His wife sold their house and moved their family to be with him. But life was hard in Ethiopia: There were people with M16s on the street, they couldn’t work or speak the language. Laura Lynn lost 30 pounds. She and their children went home to Georgia.
Mike was their breadwinner, and they struggled without him. They lived in cars and motels, but never blamed him. Laura Lynn kept all his things neatly packed and awaiting his return: clothes, sports memorabilia, his favourite music – on cassette tapes, a reminder of how the world changed since he left. He gets sick a lot as he’s getting older, she said, and can’t access medications in Ethiopia.
He has five grandchildren he’s never met. His youngest son, Adam, 26 now, recently moved into his first apartment, and thought how nice it would be to have his father there to see it.
Laura Lynn has more hope than she has in a long time, she said, because a group she never expected came to their aid: Koreans. They’ve offered advocacy and legal help. He’s being represented by groups like Asian Americans Advancing Justice and Adoptees for Justice.
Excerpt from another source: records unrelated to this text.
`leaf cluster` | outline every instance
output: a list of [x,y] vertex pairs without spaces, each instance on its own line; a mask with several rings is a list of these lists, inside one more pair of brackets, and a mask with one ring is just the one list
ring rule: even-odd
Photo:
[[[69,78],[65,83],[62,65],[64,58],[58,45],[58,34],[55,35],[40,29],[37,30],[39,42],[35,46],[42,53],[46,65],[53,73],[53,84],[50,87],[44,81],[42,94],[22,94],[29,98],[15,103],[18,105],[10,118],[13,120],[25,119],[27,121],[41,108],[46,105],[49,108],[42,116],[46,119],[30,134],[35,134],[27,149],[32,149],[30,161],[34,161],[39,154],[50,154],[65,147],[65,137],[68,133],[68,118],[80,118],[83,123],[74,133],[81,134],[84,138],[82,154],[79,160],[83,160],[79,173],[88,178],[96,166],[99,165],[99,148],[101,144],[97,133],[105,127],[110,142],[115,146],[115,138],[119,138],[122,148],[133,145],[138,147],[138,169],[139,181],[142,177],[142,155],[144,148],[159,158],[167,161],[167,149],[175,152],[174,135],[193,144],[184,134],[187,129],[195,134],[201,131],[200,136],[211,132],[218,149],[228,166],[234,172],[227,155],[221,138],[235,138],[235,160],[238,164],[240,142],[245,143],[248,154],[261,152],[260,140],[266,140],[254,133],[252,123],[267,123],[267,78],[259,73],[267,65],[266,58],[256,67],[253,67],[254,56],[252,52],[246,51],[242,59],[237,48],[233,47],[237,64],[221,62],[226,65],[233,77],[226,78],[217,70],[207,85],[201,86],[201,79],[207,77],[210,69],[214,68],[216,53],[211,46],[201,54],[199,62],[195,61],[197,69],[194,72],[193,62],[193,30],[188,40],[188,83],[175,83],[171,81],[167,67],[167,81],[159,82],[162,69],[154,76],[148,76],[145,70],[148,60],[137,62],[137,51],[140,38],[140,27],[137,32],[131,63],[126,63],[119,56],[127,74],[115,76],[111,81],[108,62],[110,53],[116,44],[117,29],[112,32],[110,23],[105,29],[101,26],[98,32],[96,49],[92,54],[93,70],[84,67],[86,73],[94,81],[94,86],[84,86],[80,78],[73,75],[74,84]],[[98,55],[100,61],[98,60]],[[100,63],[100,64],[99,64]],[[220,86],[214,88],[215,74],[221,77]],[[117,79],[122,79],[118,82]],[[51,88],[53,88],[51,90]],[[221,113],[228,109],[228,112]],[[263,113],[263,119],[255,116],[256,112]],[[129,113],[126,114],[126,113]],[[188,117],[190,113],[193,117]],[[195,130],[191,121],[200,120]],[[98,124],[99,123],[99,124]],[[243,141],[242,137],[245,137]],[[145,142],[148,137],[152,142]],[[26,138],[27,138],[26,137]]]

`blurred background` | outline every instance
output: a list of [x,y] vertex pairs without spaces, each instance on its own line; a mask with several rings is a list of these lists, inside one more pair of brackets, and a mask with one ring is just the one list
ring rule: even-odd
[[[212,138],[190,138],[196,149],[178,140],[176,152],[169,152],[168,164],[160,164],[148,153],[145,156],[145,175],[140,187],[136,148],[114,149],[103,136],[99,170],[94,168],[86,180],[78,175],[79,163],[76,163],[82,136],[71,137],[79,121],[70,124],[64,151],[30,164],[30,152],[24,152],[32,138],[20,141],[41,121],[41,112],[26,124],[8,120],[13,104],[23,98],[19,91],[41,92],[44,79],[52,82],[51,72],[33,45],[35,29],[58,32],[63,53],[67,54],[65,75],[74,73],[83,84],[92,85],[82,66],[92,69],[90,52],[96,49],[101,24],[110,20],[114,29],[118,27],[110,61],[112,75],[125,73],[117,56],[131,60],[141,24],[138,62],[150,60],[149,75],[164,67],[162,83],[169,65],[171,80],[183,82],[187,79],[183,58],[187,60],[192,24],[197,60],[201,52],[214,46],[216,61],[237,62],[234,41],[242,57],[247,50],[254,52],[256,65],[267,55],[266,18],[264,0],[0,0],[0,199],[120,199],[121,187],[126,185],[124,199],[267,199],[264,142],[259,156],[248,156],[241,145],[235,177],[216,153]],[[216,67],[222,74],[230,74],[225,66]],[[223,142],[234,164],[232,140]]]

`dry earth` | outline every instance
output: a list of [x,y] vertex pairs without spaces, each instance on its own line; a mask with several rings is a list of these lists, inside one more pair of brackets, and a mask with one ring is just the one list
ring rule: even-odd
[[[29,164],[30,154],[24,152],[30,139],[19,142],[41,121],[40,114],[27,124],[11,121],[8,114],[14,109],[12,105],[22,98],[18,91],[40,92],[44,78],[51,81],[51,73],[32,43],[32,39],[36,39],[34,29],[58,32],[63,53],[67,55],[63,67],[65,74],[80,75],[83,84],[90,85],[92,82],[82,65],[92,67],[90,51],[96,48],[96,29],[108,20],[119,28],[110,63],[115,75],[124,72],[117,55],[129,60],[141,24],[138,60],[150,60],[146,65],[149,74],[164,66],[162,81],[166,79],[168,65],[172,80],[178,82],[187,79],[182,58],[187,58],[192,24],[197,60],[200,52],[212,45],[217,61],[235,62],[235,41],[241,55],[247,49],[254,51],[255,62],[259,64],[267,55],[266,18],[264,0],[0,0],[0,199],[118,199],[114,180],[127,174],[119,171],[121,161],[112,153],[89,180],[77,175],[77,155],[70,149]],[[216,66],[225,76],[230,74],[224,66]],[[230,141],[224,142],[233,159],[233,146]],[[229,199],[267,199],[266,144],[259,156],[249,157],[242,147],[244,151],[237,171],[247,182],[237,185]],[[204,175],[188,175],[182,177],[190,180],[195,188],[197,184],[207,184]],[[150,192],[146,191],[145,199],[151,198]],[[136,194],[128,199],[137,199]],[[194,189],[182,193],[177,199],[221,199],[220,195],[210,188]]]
“I pray we can make them see that he didn’t ask to come here, he was adopted and brought here. He became a really good man,” she said. “He has a family who loves him and we’re ready for him to come back home to US.”
Emily Howe, a lawyer in California, carries around a five-inch binder, which she calls “the simplified version” of the labyrinthine set of laws that dictate which adoptees have been able to become citizens and which have not.
Emily Howe was adopted from South Korea in 1984, barely young enough to be granted citizenship by the 2000 law. By a twist of luck and timing, this could have been her, she said. So she represents many adoptive families for free.
“It shouldn’t be a spin of the roulette wheel,” she said. She now asks every adoptee if they know their citizenship statUS It gets complicated quickly; if they ask the government and find out they aren’t citizens, they tip off authorities to them living here illegally.
Her clients are panicking about what will happen if Trump wins reelection.
“I’m terrified,” a mother named Debbie cried in Howe’s San Diego office. “What if he gets back in? I’m hearing him talk about mass deportations.”